What you need to know:

  • Today we are not so much interested in who won the fight, as in why crowd sizes in politics – especially elections – are becoming increasingly important almost everywhere in the world.

In the latest few days, we have seen a big battle of the crowds between Kenya’s ruling Jubilee Party and the opposition CORD at various events.

Today we are not so much interested in who won the fight, as in why crowd sizes in politics – especially elections – are becoming increasingly important almost everywhere in the world.

In the US in this year’s election the Republican party candidate, that strange man Donald Trump, has made the size of his crowds a big issue, bragging about and tweeting photos of them every other day. The world truly is one – the US election this year is heartwarmingly African in every way. They are truly our people, those Americans.

So why are crowds at rallies so important? After all, we know that crowds don’t win elections.

In Uganda in February, crowd size was a big issue in the election clash between President Yoweri Museveni and his long-term rival Kizza Besigye.

Things go so thick, the Museveni campaign deployed drones to photograph his crowds with fisheye lenses to create a bigger illusion of size. When a TV station refused to use the video, it got a rap around its ears.

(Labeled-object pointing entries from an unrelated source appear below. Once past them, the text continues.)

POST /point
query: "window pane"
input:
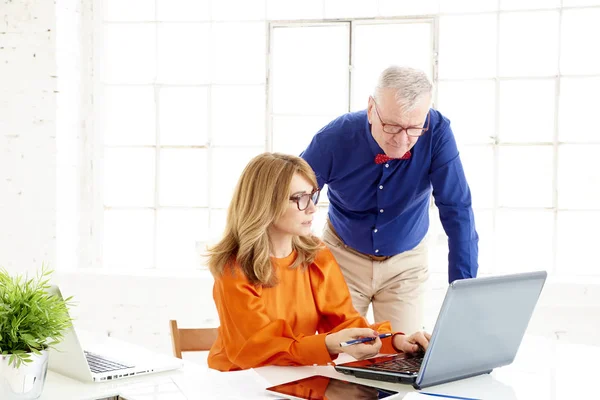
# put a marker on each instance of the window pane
(183, 10)
(350, 9)
(519, 101)
(120, 63)
(238, 10)
(178, 232)
(239, 52)
(524, 241)
(183, 51)
(478, 163)
(128, 10)
(460, 6)
(183, 116)
(396, 8)
(437, 244)
(183, 177)
(310, 63)
(129, 177)
(525, 174)
(376, 48)
(294, 9)
(129, 116)
(484, 224)
(578, 26)
(471, 108)
(293, 134)
(458, 57)
(238, 115)
(573, 3)
(579, 101)
(319, 220)
(529, 43)
(578, 180)
(577, 250)
(128, 239)
(528, 4)
(218, 221)
(226, 169)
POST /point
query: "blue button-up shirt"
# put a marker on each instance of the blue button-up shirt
(382, 209)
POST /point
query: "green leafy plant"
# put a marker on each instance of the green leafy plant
(31, 319)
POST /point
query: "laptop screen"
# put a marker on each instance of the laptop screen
(324, 388)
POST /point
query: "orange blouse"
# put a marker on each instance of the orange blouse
(285, 324)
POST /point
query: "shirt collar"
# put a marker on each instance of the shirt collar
(375, 149)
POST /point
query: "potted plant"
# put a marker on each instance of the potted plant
(31, 321)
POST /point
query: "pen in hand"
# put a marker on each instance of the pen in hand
(363, 340)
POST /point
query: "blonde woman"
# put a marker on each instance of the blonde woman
(279, 292)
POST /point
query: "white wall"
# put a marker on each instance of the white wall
(28, 84)
(135, 308)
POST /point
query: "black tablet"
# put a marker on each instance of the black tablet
(319, 387)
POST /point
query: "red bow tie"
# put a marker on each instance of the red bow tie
(382, 158)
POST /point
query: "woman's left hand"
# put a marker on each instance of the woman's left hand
(412, 343)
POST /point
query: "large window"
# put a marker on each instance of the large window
(187, 92)
(319, 71)
(180, 109)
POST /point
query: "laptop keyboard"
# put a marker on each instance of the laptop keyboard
(100, 364)
(406, 365)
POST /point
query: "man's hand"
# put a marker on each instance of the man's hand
(413, 343)
(359, 351)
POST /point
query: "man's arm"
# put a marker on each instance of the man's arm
(319, 160)
(453, 199)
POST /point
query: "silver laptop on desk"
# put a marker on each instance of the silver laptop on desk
(70, 359)
(480, 327)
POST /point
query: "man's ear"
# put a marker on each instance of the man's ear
(369, 108)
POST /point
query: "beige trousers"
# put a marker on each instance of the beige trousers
(396, 286)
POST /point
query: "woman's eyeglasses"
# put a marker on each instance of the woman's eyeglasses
(303, 200)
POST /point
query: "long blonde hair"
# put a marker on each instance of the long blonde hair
(260, 198)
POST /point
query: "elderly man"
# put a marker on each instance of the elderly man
(381, 165)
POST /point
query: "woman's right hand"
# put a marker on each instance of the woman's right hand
(359, 351)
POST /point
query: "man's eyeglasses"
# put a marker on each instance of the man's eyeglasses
(396, 129)
(303, 200)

In the end, Besigye, won the battle of the crowds, but lost the count. The outcome, some claim, was determined by the size of the fingers of those who counted the votes.

That said, crowd size is the in thing. Last year the Tanzanians got very excited when the opposition Chadema candidate Edward Lowassa started off with a massive rally.

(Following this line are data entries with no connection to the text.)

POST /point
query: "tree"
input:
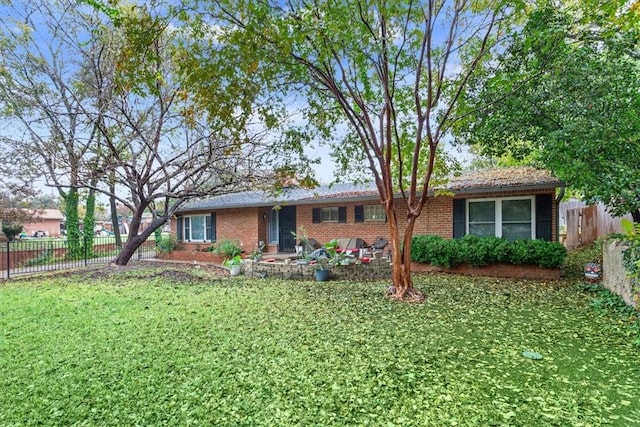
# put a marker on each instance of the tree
(565, 92)
(42, 47)
(390, 72)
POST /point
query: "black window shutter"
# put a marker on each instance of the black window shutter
(459, 218)
(544, 208)
(180, 228)
(213, 226)
(359, 213)
(342, 214)
(316, 215)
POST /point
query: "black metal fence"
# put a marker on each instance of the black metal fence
(28, 256)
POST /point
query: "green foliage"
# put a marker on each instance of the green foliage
(631, 256)
(606, 302)
(564, 95)
(89, 223)
(227, 248)
(236, 260)
(172, 346)
(479, 251)
(71, 202)
(167, 244)
(11, 229)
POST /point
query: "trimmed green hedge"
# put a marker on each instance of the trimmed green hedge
(479, 251)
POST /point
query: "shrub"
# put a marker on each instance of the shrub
(479, 251)
(227, 248)
(11, 229)
(167, 244)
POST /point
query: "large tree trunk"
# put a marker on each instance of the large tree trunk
(402, 285)
(135, 240)
(115, 224)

In the end, like in Uganda, the ruling CCM and John Magufuli won by a small margin. In Tanzania too, we had accusations that despite the opposition crowds, when everyone had gone home, it was those who counted the votes that determined the winner.

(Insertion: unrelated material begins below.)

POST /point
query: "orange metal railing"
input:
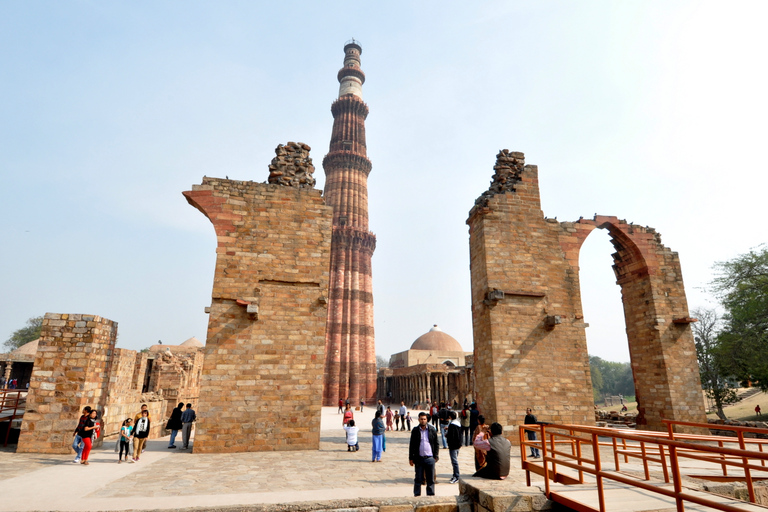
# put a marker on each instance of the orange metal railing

Something is going on here though. With shortened attention spans, and ever-growing social media, candidates no longer have audiences’ attention all day.

The most effective campaign messages are tweet-and-Instagram size. A pithy 140 characters, and a catchy photograph. When it comes to rallies, unless a fight breaks out, the best visual is the crowd size.

Those are the ones that catch the attention of netizens, then they will retweet, make memes, and give them wings. The photographs of a candidate planting trees or handing over boreholes are too boring these days. Those are for when he or she has won and become president, and they are trying to show they are doing great things for ordinary people.

Secondly, a candidate who is planning to steal votes desperately needs large crowds. You can’t be pulling only 100 people at your rallies and convince anyone, even your favourite aunt, that you miraculously went on to turn the tables and emerge victorious.

Your crowd size needs to be at a level that validates the number of votes the electoral commission allocates you.

The reverse is also true. If you are in the opposition, and you suspect that the incumbent is planning to fiddle the vote, and you have intentions of challenging the theft in court, you better have big crowds.

There will be many sympathetic ears when you argue that not all crowds stayed home or, as happens in countries like Congo (Brazzaville) or Equatorial Guinea, they all crossed over on the last day and voted for the Big Man.

Besides, it turns out that evolutionary science also has a good explanation for why candidates must focus on crowd size.

The other day I listened to a programme on BBC where a wise man was talking about it. He said that we follow crazes because it was the way our primordial societies survived.

Those days, of course, who couldn’t order pizza to be brought to the house, and the water and electricity didn’t find you at home. We were foraging, and hadn’t learnt to farm.

And if you too slept deeply, a wild animal would creep into the cave and pull you away for its late dinner. It was nearly impossible to survive alone.

And we were nomadic. When it became cold, there was no heating or sweaters. You moved to a warm place. Therefore, the good man said, we developed a deep fear of “being left behind by the tribe”.

Today, if there is a rally in your small town, it’s a safe bet that most people will be drawn to the bigger one. These days they call it FOMO (fear of missing out).